I was driving home this evening from a funeral home; a friend’s mother, who’d been ill for quite some time, passed away unexpectedly from a sudden heart attack. As I crested our local skyway, in the distance a beautiful sunset lit up the sky in a rare burst of glory. It seemed a metaphor for life — moments of grief counterbalanced by moments of beauty. We all know the impermanence of life, but it’s hard to accept when we lose someone close to us. If I’ve learned anything from all the friends, family and pets we’ve lost over the years, it’s that time doesn’t really heal wounds, it just makes them bearable so that you can do what you have to do to survive, which is to move on. After I lost my beloved dog Ramses 8 years ago, it ripped my heart out; it took me months before I could even say the words “he’s dead”. Gradually I was able to go a day or two without crying, then maybe a week, then longer and longer, but even as I write this I feel the pain of his loss and miss him enormously.

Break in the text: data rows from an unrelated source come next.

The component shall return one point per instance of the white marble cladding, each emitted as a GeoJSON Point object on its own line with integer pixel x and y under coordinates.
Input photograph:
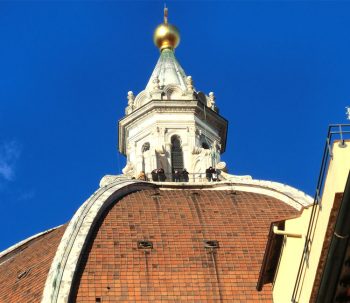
{"type": "Point", "coordinates": [170, 107]}
{"type": "Point", "coordinates": [147, 138]}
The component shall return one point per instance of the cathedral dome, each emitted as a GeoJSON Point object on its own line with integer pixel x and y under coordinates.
{"type": "Point", "coordinates": [135, 241]}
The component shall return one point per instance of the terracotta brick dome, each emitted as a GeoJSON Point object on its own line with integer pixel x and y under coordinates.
{"type": "Point", "coordinates": [149, 244]}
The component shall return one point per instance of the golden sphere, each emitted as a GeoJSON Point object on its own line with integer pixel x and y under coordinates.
{"type": "Point", "coordinates": [166, 36]}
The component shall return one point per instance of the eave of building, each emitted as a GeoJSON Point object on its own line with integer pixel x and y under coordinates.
{"type": "Point", "coordinates": [8, 253]}
{"type": "Point", "coordinates": [172, 106]}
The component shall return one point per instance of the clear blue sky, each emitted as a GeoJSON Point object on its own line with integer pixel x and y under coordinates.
{"type": "Point", "coordinates": [279, 69]}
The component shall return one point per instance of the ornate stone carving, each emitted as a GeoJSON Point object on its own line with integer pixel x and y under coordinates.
{"type": "Point", "coordinates": [155, 82]}
{"type": "Point", "coordinates": [129, 169]}
{"type": "Point", "coordinates": [211, 102]}
{"type": "Point", "coordinates": [131, 98]}
{"type": "Point", "coordinates": [189, 84]}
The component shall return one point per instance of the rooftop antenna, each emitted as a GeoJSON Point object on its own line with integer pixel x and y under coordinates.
{"type": "Point", "coordinates": [165, 14]}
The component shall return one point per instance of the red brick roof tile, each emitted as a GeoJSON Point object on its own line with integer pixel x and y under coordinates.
{"type": "Point", "coordinates": [179, 268]}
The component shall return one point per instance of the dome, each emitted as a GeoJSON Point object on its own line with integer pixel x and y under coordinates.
{"type": "Point", "coordinates": [135, 241]}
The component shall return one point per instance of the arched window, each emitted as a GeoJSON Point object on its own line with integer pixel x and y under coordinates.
{"type": "Point", "coordinates": [145, 147]}
{"type": "Point", "coordinates": [205, 145]}
{"type": "Point", "coordinates": [177, 159]}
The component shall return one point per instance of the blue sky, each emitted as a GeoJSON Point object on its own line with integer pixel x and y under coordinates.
{"type": "Point", "coordinates": [279, 69]}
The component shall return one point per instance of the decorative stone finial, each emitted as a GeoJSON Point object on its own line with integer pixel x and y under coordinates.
{"type": "Point", "coordinates": [189, 83]}
{"type": "Point", "coordinates": [156, 83]}
{"type": "Point", "coordinates": [211, 100]}
{"type": "Point", "coordinates": [166, 35]}
{"type": "Point", "coordinates": [131, 98]}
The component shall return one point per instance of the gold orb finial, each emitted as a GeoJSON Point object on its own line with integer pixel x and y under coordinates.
{"type": "Point", "coordinates": [166, 35]}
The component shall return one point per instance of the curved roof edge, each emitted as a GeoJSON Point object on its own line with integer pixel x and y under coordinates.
{"type": "Point", "coordinates": [25, 241]}
{"type": "Point", "coordinates": [296, 195]}
{"type": "Point", "coordinates": [285, 193]}
{"type": "Point", "coordinates": [60, 277]}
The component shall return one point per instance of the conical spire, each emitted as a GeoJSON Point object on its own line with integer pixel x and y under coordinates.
{"type": "Point", "coordinates": [168, 71]}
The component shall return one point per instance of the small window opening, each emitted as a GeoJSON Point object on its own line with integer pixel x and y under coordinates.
{"type": "Point", "coordinates": [23, 274]}
{"type": "Point", "coordinates": [205, 145]}
{"type": "Point", "coordinates": [145, 147]}
{"type": "Point", "coordinates": [211, 244]}
{"type": "Point", "coordinates": [144, 244]}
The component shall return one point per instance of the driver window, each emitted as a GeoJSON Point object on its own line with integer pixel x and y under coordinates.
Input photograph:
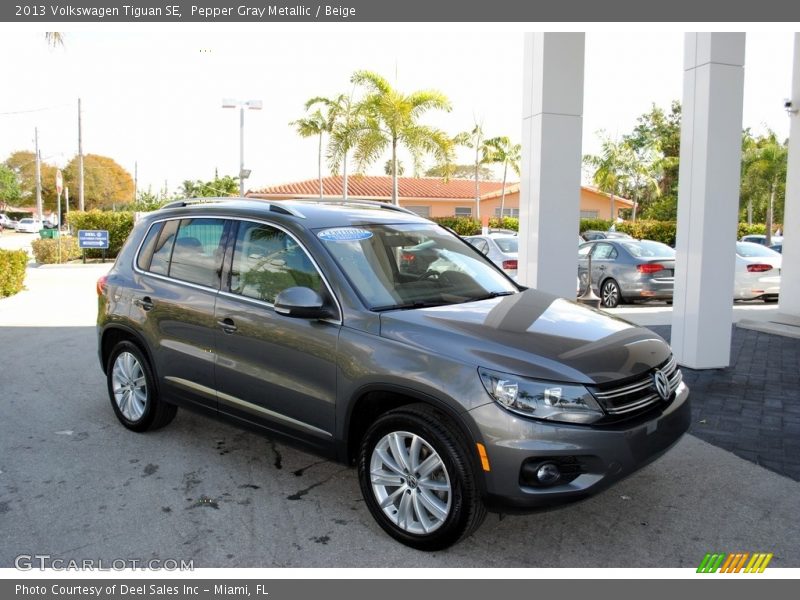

I wouldn’t change having had him in my life — his love and courage taught me a lot. And so life goes on, and after our adorable second dog Isis passed away the following year, also from old age and sickness, my husband and I went on a trip to Africa that we’d been putting off for a while, and we discovered magic and some healing in the beauty of nature.
This evening I couldn’t stop anywhere to take a photo of our local sunset, so instead I offer you one of the magnificent sunsets we enjoyed on that first safari. As I drove down the far side of the skyway, watching Nature’s artwork in the sky and musing on the meaning of life, I watched an idiot driver cross two lanes of traffic to take the exit ramp, just barely missing the concrete abutment. Sigh. The lesson of the sunset was clearly lost on whoever the driver was, as was the concept of driving safely. Here are two thoughts to take home with you:
1. We only get to watch so many sunsets in our life — don’t squander them!
2. Nature is the mother of all that’s great on our planet — we can only use the tools she gives us to make beauty, or ugliness. Which would you like your legacy to be?